Immigration

  • April 29, 2013

    by Jeremy Leaming

    A federal judge in Los Angeles took a step recently to bolster the nation’s indigent defense system for some undocumented immigrants. It was an all-too-rare legal action to help the most vulnerable among us, and unlikely to be celebrated by opponents of immigration reform.

    But poverty in this country is not exclusive to documented Americans, neither are basic human rights. U.S. District Judge Dolly M. Gee, as Bloomberg reports, moved to address the glaring inequality when she recently ruled that three states must pay for legal counsel for mentally disabled immigrants who are detained for potential deportation.

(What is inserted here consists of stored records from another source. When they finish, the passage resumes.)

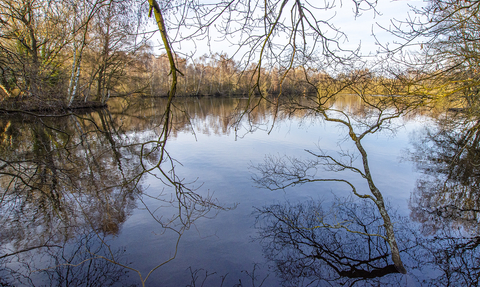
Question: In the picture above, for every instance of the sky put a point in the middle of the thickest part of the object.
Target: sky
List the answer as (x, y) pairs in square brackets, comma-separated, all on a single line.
[(358, 29)]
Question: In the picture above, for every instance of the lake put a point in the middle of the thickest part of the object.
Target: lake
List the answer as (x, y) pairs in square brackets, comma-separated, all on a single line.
[(103, 198)]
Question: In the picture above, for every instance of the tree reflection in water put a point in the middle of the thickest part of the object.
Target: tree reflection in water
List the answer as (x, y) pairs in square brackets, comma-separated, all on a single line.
[(314, 246), (72, 180), (310, 246), (446, 200)]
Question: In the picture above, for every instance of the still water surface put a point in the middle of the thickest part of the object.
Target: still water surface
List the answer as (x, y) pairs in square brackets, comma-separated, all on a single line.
[(79, 210)]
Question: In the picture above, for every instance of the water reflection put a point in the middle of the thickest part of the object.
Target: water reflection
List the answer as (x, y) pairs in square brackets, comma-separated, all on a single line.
[(449, 190), (313, 244), (319, 244), (68, 181), (71, 184)]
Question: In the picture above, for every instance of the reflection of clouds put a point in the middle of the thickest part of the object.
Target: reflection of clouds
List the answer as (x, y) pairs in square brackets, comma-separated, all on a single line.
[(448, 191)]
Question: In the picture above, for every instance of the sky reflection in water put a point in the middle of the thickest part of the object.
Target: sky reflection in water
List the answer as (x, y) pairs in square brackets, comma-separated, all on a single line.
[(225, 244)]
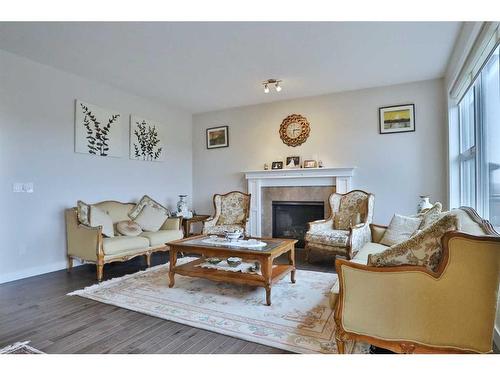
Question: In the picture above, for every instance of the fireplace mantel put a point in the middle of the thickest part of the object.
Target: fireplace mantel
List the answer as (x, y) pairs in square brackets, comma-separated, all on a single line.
[(256, 180)]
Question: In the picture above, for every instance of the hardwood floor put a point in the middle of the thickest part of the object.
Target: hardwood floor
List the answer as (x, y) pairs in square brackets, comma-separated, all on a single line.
[(37, 309)]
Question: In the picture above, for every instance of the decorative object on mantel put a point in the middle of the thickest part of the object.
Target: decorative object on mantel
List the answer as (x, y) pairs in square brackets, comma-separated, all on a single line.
[(97, 130), (397, 119), (292, 162), (310, 164), (277, 165), (182, 208), (146, 139), (424, 203), (218, 137), (294, 130)]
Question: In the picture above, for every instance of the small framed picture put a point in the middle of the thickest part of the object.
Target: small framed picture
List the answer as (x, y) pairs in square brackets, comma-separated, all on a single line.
[(397, 119), (310, 164), (277, 165), (218, 137), (293, 162)]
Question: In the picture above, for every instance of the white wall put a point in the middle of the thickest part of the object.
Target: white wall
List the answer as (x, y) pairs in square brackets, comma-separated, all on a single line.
[(397, 168), (37, 145)]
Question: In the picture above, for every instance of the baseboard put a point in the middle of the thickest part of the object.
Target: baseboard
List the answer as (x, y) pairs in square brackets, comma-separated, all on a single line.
[(34, 271), (496, 336)]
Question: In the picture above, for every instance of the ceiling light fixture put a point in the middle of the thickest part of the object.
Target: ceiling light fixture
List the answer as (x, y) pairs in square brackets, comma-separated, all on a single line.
[(272, 81)]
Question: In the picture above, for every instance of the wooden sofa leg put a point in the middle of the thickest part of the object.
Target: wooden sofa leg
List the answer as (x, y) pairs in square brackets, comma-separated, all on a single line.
[(70, 264), (100, 271)]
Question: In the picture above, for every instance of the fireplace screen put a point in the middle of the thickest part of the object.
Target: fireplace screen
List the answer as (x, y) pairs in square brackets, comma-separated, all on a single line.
[(290, 218)]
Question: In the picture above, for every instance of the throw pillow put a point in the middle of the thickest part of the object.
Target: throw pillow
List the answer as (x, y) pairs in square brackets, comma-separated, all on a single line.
[(146, 201), (151, 219), (430, 216), (423, 249), (83, 212), (128, 228), (400, 229), (344, 221), (99, 217)]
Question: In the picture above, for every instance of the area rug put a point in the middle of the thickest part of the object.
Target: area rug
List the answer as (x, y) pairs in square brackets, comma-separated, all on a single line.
[(20, 348), (299, 320)]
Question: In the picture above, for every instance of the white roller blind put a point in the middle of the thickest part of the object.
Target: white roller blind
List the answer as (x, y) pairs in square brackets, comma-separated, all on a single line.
[(485, 44)]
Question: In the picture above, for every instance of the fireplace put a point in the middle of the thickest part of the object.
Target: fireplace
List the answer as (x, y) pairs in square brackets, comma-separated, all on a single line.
[(290, 218)]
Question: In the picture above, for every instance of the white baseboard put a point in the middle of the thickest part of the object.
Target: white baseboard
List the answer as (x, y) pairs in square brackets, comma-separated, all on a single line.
[(34, 271)]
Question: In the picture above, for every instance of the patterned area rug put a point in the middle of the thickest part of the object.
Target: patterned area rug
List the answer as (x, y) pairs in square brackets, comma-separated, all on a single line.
[(299, 320), (20, 348)]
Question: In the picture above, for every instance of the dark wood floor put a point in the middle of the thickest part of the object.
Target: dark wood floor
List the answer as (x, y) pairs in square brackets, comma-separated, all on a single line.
[(37, 309)]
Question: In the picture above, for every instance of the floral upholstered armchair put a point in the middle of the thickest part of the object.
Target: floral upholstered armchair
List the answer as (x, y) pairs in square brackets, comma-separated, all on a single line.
[(348, 227), (231, 213)]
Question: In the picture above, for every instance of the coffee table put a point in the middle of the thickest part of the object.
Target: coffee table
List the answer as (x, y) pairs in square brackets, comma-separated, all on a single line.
[(264, 255)]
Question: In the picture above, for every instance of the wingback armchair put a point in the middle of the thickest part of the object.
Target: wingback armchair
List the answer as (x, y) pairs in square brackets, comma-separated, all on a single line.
[(410, 309), (348, 227), (231, 212)]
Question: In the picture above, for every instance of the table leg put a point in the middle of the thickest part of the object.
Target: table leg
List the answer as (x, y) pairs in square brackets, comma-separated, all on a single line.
[(291, 261), (267, 271), (171, 271)]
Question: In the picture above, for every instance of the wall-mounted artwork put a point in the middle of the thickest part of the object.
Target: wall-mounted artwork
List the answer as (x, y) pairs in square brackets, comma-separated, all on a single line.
[(397, 119), (218, 137), (147, 139), (97, 130)]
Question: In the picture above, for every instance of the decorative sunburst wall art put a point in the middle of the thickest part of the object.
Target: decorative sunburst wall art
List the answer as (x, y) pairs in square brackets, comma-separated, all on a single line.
[(97, 130), (147, 141)]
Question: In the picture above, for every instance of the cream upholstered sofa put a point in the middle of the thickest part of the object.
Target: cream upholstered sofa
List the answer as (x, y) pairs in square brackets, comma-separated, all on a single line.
[(348, 227), (90, 245), (231, 213), (410, 309)]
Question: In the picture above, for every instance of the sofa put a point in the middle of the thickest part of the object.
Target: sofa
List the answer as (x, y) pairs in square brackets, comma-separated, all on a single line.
[(411, 309), (88, 244), (232, 212)]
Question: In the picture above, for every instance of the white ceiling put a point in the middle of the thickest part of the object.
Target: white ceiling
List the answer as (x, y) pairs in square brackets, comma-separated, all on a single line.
[(202, 66)]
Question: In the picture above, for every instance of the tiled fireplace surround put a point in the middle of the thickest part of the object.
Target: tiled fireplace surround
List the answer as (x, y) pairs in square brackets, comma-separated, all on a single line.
[(315, 184)]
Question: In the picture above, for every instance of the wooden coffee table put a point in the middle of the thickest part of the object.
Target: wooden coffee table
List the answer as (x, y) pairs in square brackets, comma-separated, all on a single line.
[(264, 255)]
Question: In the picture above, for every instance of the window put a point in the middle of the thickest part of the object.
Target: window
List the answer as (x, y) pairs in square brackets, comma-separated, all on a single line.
[(479, 145)]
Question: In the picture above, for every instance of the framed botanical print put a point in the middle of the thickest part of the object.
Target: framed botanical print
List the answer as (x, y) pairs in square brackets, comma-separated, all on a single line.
[(397, 119), (218, 137)]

    Gee said that mentally disabled plaintiffs do not have meaningful access to the legal proceedings against them without counsel. “Plaintiffs’ ability to exercise these rights is hindered by their mental incompetency, and the provision of competent representation able to navigate the proceedings is the only means by which they may invoke these rights,” the judge ruled in José Antonio Franco-González v. Holder.

    As Bloomberg noted, federal agencies took action to ensure the measure would apply nationwide.

    In an April 22 statement, the Departments of Justice and Homeland Security announced “a new nationwide policy for underrepresented immigration detainees with serious mental disorders or conditions that may render them mentally incompetent to represent themselves in immigration proceedings.”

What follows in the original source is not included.